Mahasantriwati Antusias Mengikuti Program Seni Bela Diri

Para Srikandi Ma’had al-Jami’ah

Program seni beladiri merupakan program ekstra yang diadakan oleh Ma’had al-Jami’ah dengan melihat kondisi di lapangan di mana banyak kejadian yang mengganggu keamanan terhadap perempuan, khususnya sekitaran kampus 1 yang berlokasi di Kota Gorontalo dan Kampus 2 yang berlokasi di Limboto Barat. Melihat kondisi seperti ini, maka terbentuklah program seni bela diri. Program ini bekerjasama dengan pencak silat dan Prana Sakti. Terlepas karena kebutuhan situasional, program ini juga akan berguna di masa yang akan datang. Perempuan dapat melindungi dirinya dengan mampu membentengi diri dengan keahlian bela diri yang telah dipelajarinya selama di Ma’had al-Jami’ah.

Di kalangan masyarakat, mahasantri terkenal dengan sekumpulan wanita yang kesehariannya melakukan kegiatan yang menyibukkan diri dalam urusan keagamaan, seperti pembelajaran penambahan ilmu agama dan kajian-kajian agama yang sering diikuti.
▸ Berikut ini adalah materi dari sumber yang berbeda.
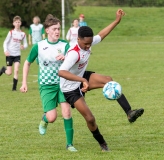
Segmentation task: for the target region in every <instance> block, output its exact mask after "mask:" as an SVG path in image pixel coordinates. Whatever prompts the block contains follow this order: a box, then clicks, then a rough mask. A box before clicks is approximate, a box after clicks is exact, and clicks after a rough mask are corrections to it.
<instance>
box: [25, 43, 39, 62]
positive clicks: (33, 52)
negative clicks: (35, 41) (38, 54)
mask: <svg viewBox="0 0 164 160" xmlns="http://www.w3.org/2000/svg"><path fill="white" fill-rule="evenodd" d="M37 57H38V44H37V43H36V44H35V45H33V47H32V49H31V51H30V54H29V55H28V57H27V59H26V60H27V61H28V62H30V63H33V62H34V60H35V59H36V58H37Z"/></svg>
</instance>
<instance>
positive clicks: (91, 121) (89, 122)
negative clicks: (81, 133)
mask: <svg viewBox="0 0 164 160" xmlns="http://www.w3.org/2000/svg"><path fill="white" fill-rule="evenodd" d="M86 121H87V123H89V124H90V125H92V126H93V125H94V124H95V117H94V116H91V117H87V118H86Z"/></svg>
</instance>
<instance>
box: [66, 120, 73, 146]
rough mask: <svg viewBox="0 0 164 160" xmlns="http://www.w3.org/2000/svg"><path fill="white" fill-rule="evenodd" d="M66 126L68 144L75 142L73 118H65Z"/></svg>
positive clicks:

Masyarakat perlu tau juga bahwa dalam program mahasantri terdapat 1 program yang berperan penting dalam kehidupan mahasantri itu sendri. Sebagai mahluk yang taat agama, tentu saja mereka tidak harus selalu dilindungi oleh kaum laki-laki apalagi yang bukan mahromnya. Maka dari itu dibuat 1 program yang dapat membantu para mhasantri untuk bisa menjaga dirinya disaat-saat tertentu yang dapat membahayakannya. Yaitu program beladiri. Program ini bukan hanya dikhususkan untuk laki-laki tapi juga untuk perempuan. Beladiri yang di programkan adalah pencak silat PSHT (Persaudaraan Setia Hati Terate) tidak hanya bergerak dalam pembinaan lahiriah saja tetapi juga bergerak dalam bidang rohaniah dan kemasyarakatan. PSHT berintikan seni olahraga yang mengandung unsur pembelaan diri untuk mempertahankan kehormatan, keselamatan dan kebahagiaan dari kebenaran terhadap setiap penyerang. Dengan adanya program ini dapat membantu mahasantri ketika berada dilingkungan yang mendesaknya, “ ujar Jumiati J. Nggoli dari Prodi PIAUD selaku pelatih Pencak Silat PSHT.

Yuni Indak dari Prodi PIAUD yang mengikuti kegiatan ini sangat antusias mengikuti pelatihan setiap minggunya. Menurutnya, “Kebanyakan para remaja sekarang banyak yang mengalami tindak kekerasan apalagi para wanita. Jika kita tidak memiliki pertahanan yang kuat, kita akan terus menjadi kelinci percobaan atau korban penindasan secara terus-menerus. Untuk itu, betapa pentingnya kita harus memiliki benteng pertahanan untuk melindungi diri kita dari orang-orang yang suka melakukan kejahatan. Dengan apa yang bisa kita lakukan untuk bisa memiliki benteng tersebut? Yah,  pastinya dengan mengikuti bebagai macam latihan yang bisa memabntu memberikan kita pertahanan untuk menjaga diri seperti pada gambar bisa mengikuti pencak silat dan juga masih banyak lagi kegiatan bela diri yang bisa diikuti yang dapat membangun pertahanan-pertahanan dalam diri kita. Dengan mengikuti pelatihan pencak silat disitu banyak diajarkan bebagai macam cara bagaimna melindungi diri dari musuh. Jadi, segera buruan ikuti latihan silat agar terlindung dari para pelaku kejahatan.”

Diadakan di lokasi kampus 2 pada Minggu sore dan Kampus 1 pada malam Jum’at.  Diharapkan melalui program ini, mahasantriwati mampu melindungi diri dan menggunakan keahliannya untuk kebaikan. Menebar ilmu serta melindungi yang lemah dan tertindas.